Tout d'abord car les contrôles renforcés ne visaient pas le risque d'oxyde d'éthylène pour les graines de sésame indiennes. La liste des contrôles renforcés est publique, ce qui permet sans doute des contournements. Or il n'est pas à exclure que l'oxyde d'éthylène ait été utilisé pour limiter le risque de salmonelles contrôlé à l'importation.

En outre, les contrôles aléatoires étaient trop peu nombreux et surtout, ne contrôlaient pas la substance d'oxyde d'éthylène. Le laboratoire de la DGCCRF ne savait même plus contrôler en début de crise l'oxyde d'éthylène ! Il considérait que la substance était interdite depuis trop longtemps dans l'Union européenne, 1991 en usage pesticide et 2011 en usage biocide. Surtout, en pratique, deux tiers des substances actives ne sont pas contrôlées dans les contrôles multirésidus réalisés par le laboratoire officiel : 1 498 substances actives sont référencées en Europe, dont 907 interdites. En pratique, lors des contrôles aléatoires, la DGCCRF n'en contrôle que 568. Cela signifie que près de 900 substances ne sont jamais contrôlées. Et c'est déjà une surtransposition car l'Union européenne ne demande qu'à en contrôler au minimum 176 !

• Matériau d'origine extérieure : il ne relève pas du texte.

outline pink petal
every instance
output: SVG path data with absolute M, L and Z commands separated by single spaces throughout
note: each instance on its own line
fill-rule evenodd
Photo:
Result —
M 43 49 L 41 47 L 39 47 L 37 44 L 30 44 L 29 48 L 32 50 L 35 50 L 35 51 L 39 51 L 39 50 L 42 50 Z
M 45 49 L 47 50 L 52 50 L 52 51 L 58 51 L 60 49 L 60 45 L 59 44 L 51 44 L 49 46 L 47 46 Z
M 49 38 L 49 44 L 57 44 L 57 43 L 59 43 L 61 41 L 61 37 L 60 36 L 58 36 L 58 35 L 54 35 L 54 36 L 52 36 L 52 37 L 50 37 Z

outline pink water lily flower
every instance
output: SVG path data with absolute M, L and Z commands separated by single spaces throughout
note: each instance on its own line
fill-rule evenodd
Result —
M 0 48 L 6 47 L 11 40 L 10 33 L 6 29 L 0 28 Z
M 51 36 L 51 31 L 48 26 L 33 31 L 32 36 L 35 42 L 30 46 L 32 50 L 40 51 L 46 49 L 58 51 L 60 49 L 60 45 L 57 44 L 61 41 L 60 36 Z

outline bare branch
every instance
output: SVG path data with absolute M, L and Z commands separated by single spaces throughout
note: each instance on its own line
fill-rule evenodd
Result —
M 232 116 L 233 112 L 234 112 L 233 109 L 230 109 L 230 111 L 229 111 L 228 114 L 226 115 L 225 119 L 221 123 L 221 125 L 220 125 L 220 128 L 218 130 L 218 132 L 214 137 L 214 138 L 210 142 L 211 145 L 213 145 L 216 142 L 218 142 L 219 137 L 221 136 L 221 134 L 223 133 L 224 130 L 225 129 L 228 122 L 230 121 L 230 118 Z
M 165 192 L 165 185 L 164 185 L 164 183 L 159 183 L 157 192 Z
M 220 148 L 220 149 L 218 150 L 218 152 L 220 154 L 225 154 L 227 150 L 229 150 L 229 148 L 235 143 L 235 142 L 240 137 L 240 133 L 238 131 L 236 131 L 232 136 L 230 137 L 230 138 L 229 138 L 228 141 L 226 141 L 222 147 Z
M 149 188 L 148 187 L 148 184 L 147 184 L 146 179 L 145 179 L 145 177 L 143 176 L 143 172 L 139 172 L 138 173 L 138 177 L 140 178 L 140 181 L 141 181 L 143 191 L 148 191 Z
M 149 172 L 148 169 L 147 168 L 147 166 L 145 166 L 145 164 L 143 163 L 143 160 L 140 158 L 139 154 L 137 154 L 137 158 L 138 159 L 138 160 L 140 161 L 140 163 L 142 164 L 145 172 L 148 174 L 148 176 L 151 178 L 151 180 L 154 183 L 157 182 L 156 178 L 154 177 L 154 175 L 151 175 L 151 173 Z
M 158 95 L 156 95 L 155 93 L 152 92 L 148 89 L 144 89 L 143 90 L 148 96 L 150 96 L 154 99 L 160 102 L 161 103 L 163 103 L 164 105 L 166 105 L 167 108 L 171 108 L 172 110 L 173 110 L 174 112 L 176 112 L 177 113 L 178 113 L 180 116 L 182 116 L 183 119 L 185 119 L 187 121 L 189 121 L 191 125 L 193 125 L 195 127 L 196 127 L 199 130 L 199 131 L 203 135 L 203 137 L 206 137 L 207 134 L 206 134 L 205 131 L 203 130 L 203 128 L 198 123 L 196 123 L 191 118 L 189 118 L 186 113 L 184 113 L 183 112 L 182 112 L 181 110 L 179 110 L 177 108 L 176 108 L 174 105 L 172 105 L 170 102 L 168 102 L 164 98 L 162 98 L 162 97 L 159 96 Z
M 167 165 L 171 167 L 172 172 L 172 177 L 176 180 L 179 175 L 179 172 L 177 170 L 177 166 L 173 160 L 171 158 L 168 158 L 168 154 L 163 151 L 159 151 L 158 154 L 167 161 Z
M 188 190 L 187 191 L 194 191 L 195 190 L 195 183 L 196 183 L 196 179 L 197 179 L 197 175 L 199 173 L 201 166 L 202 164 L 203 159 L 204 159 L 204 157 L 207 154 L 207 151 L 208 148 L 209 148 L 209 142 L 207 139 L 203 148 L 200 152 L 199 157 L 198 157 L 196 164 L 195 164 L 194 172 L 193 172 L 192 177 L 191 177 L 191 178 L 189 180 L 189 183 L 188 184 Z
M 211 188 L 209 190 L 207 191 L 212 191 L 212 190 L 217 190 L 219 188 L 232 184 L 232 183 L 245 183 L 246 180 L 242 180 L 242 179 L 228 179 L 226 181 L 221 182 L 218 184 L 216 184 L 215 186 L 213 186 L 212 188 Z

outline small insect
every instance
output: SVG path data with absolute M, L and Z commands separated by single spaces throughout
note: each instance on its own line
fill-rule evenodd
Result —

Enfin, tous ces contrôles a minima proviennent d'arbitrages budgétaires. On estime en France qu'on dédie un ratio de 50 centimes d'euro pour 1 000 euros de denrées alimentaires importées avec une forte concentration sur les denrées animales où les contrôles documentaires sont automatiques. Sur les denrées végétales importées, cela serait, selon les informations transmises par la DGCCRF, 37 équivalents temps plein (ETP) pour 3 millions d'euros !

Tout se passe comme si l'Union européenne estimait que, si la substance active est interdite en Europe, c'est qu'elle n'est pas utilisée à l'étranger pour les denrées exportées.

Pour le dire autrement : la philosophie du système européen repose sur une confiance candide et naïve en ses partenaires commerciaux. Or la confiance n'induit pas forcément la naïveté. Au contraire, le système serait plus robuste avec des contrôles aux importations largement accrus.

Je crois que cela démontre ce que nous défendons unanimement depuis des années.

Sur le volet procédure de retraits et rappels, que notre commission a suivi encore récemment, la procédure a été globalement satisfaisante puisque 98 % des contrôles menés par la DGCCRF chez les opérateurs ont été conformes.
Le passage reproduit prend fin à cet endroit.